Large Nuclei boast massive cores with maximum (12-point) connections, but their outer shells occupy increasingly weaker, distant gravitational bands. This gradually reduces the average binding energy per nucleon, causing the downward slope seen in heavy elements.
| Feature | The Mainstream View: Liquid Drop Model | The Alternative Framework: Liquid Gravity Model (LGA) |
|---|---|---|
| Opposing Forces | Strong Nuclear Force (attractive, short-range) vs. Electromagnetic Force (repulsive, long-range). | Gravity (attractive, "clumpy" at subatomic scale) vs. Electromagnetic Force (repulsive). |
| Behavior in Small Nuclei | Lower binding energy because a high proportion of nucleons sit on the surface, meaning fewer neighbors to interact with via the strong force. | Erratic binding energy due to multiple, separate subatomic gravitational clusters. Nucleons are physically closer to the high-gravity center. |
| Behavior in Large Nuclei | Lower binding energy because the short-range strong force is overwhelmed by the cumulative, long-range repulsion of protons. | Lower binding energy because gravity consolidates into a single central core, leaving the outer shell nucleons in weaker, distant gravitational bands. |
| Why Iron/Nickel is the Peak | It represents the ideal tipping point where the attractive strong force maximizes its efficiency before proton-proton repulsion dominates. | It is the perfect equilibrium point where the surface area (outer shell) and core volume are completely balanced. |
| Nucleon Connectivity | Characterized by a general baseline interaction based on distance and proximity. | Defined by "Kiss Points" (contact points).
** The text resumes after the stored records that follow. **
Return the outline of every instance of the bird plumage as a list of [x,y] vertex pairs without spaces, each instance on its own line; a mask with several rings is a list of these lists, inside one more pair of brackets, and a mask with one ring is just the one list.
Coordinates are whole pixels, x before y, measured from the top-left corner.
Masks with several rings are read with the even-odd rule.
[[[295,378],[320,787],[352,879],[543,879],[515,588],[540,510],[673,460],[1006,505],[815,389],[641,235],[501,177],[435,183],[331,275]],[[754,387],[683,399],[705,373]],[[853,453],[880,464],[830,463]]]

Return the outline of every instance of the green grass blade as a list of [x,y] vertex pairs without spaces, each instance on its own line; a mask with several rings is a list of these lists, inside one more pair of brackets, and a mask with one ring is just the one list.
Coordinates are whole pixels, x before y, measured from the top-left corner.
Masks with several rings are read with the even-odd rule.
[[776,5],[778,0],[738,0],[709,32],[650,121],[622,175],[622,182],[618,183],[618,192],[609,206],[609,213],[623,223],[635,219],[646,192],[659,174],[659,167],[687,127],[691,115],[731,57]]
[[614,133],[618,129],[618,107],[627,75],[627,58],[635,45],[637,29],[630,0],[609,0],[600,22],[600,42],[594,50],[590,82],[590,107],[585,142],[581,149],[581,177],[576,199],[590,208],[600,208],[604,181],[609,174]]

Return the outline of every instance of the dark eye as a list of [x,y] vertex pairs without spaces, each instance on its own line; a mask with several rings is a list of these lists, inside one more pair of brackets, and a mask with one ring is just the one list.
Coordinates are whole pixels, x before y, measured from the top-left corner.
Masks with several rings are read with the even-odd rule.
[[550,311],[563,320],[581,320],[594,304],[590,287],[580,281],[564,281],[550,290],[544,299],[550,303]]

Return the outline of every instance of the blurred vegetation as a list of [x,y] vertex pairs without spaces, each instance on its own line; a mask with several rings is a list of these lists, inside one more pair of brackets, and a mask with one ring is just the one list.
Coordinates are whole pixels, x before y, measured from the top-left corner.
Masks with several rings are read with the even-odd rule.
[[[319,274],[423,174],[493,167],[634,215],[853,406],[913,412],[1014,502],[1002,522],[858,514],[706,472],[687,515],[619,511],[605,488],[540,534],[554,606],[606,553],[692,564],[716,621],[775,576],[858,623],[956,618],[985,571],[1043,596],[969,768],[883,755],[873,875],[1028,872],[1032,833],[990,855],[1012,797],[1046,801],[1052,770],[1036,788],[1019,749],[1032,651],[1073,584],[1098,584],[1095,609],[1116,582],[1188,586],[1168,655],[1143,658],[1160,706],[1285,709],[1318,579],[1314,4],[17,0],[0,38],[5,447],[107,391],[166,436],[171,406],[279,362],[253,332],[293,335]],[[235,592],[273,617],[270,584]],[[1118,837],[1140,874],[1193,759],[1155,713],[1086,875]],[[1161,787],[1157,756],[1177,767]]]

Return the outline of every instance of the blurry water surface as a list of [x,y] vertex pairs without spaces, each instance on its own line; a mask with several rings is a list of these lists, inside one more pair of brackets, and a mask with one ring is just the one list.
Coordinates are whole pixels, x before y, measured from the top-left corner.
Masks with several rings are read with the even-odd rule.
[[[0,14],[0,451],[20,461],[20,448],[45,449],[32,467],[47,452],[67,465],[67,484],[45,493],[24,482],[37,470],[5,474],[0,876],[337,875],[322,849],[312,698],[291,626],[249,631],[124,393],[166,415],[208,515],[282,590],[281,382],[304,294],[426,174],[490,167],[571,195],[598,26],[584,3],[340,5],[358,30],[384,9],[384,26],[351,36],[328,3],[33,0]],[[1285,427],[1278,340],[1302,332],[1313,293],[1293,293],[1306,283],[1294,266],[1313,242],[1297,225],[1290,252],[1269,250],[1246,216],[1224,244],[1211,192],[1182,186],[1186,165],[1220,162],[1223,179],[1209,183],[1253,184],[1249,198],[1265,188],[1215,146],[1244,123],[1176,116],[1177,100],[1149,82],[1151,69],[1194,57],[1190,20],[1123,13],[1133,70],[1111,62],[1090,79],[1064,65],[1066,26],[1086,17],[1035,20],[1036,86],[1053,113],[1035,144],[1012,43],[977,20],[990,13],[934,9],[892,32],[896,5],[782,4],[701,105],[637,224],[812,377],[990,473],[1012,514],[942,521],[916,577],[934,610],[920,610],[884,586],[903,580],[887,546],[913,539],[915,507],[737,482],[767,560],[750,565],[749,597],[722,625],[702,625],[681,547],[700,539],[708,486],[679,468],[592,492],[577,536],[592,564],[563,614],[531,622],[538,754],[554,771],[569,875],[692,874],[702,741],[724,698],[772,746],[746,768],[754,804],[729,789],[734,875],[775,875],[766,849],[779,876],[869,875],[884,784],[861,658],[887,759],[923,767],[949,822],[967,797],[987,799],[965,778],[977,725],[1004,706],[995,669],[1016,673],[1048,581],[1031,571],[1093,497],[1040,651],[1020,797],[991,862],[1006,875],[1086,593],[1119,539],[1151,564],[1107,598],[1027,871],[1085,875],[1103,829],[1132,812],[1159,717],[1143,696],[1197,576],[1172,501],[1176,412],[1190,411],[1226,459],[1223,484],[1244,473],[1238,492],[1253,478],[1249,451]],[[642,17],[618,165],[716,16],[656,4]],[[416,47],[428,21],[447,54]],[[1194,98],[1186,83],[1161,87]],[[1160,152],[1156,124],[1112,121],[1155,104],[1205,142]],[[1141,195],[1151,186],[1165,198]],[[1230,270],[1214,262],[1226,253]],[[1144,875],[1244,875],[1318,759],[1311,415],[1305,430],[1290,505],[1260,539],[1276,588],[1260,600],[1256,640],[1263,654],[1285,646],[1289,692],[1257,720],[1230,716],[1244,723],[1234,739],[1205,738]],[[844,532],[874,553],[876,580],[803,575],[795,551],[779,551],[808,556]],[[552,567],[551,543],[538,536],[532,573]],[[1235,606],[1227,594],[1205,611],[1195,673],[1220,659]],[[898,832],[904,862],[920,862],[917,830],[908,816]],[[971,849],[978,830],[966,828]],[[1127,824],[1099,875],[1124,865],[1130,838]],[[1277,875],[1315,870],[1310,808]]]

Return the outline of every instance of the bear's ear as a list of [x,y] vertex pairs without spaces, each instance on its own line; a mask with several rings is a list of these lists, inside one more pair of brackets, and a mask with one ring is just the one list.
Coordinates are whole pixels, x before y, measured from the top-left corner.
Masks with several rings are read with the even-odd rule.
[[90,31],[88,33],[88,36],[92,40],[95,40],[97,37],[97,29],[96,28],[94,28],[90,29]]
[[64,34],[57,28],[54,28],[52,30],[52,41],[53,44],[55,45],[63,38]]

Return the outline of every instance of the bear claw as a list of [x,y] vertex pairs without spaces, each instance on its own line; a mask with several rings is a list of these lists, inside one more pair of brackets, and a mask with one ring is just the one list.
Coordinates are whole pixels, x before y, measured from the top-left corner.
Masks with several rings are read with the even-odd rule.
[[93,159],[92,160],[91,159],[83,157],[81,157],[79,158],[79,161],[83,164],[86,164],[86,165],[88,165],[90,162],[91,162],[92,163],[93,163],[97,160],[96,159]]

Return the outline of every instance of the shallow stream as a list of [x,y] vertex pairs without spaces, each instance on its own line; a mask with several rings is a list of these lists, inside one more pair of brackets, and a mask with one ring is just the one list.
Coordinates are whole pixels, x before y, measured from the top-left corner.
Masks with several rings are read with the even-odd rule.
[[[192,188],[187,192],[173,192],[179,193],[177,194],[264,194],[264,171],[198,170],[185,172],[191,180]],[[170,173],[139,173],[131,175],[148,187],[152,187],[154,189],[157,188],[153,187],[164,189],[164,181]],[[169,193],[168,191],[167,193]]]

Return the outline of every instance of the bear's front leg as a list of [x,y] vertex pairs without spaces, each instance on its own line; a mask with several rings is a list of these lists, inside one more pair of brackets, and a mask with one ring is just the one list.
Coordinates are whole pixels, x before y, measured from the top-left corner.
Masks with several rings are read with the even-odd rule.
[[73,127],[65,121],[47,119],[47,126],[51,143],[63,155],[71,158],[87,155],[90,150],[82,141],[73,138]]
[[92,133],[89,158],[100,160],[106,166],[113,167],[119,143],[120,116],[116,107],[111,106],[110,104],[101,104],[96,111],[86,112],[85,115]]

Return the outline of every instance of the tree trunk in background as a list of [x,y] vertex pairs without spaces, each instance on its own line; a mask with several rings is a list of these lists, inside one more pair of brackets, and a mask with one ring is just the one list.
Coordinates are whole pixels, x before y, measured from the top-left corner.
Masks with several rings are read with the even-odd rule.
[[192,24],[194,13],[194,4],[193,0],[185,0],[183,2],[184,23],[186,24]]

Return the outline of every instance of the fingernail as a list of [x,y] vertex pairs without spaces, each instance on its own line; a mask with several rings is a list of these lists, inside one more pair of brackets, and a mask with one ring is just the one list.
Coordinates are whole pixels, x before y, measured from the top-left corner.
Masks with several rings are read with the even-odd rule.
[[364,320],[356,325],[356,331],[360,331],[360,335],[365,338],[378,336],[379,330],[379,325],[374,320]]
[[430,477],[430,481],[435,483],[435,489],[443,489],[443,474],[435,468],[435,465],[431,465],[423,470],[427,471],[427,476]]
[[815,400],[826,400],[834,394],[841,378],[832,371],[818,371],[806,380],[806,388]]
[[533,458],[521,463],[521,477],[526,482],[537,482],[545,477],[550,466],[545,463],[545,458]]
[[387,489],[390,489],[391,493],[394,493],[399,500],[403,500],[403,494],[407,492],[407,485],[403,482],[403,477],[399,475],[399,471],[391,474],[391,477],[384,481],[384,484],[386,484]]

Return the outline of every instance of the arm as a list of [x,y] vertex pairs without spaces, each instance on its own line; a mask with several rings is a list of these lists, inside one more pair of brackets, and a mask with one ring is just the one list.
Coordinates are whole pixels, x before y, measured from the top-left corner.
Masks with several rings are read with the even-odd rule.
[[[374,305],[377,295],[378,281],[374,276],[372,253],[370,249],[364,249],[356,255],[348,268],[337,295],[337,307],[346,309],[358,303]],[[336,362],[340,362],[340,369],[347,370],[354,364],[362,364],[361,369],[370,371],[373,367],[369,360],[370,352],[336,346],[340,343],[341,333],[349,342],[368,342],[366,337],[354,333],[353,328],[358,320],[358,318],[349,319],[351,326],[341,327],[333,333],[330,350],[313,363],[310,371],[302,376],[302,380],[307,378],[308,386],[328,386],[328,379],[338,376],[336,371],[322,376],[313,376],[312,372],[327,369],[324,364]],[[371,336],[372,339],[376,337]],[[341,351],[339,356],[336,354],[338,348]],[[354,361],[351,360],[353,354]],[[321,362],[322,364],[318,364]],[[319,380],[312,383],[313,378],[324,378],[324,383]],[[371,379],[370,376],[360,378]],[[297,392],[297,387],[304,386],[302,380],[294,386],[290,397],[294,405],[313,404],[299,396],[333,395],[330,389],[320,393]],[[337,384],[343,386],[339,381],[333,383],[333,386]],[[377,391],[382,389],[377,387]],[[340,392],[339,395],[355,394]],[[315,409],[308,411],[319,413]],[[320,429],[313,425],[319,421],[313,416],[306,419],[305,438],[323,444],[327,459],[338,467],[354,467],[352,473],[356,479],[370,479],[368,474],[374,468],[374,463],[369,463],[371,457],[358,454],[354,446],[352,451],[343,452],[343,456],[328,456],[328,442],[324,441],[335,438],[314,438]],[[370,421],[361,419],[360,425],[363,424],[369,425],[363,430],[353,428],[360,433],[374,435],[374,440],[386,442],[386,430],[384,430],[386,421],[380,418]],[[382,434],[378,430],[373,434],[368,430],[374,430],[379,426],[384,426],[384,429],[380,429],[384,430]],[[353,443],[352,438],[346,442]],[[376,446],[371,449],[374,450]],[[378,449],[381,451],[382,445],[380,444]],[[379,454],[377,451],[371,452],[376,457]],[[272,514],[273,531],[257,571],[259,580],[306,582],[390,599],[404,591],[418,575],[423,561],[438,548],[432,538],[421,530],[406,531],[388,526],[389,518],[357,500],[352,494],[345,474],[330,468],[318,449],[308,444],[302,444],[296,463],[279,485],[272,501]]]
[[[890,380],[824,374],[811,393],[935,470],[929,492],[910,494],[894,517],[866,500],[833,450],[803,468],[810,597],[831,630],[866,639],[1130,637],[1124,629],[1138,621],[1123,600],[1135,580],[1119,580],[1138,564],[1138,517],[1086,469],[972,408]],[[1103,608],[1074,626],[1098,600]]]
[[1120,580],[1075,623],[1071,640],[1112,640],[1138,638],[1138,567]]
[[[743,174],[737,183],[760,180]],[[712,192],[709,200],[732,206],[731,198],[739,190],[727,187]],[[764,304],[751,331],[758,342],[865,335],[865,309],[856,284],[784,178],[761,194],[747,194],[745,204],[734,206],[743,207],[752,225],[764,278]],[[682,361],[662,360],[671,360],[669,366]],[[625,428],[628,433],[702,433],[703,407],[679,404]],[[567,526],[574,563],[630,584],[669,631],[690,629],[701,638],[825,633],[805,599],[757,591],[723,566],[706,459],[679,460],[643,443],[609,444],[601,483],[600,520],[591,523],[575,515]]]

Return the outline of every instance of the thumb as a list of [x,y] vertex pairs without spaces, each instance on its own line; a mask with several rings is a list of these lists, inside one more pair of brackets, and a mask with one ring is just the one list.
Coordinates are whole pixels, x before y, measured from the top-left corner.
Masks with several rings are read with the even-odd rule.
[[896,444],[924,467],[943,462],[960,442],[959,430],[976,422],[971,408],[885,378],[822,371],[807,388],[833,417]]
Core nucleons have 12 connections; shell nucleons have only 1 to 5. |
| Model Limitations | Fails to model very small nuclei accurately and struggles to explain "halo nuclei" that orbit far outside the core. | Not accepted by mainstream physics; redefines gravity as a dominant, localized force at the subatomic scale. |
Key Takeaway: Both models identify Iron and Nickel as structural "sweet spots." The Liquid Drop Model highlights a balance between two competing forces, while the Liquid Gravity Model frames it as a geometric equilibrium between a 12-connection core and its surrounding shell.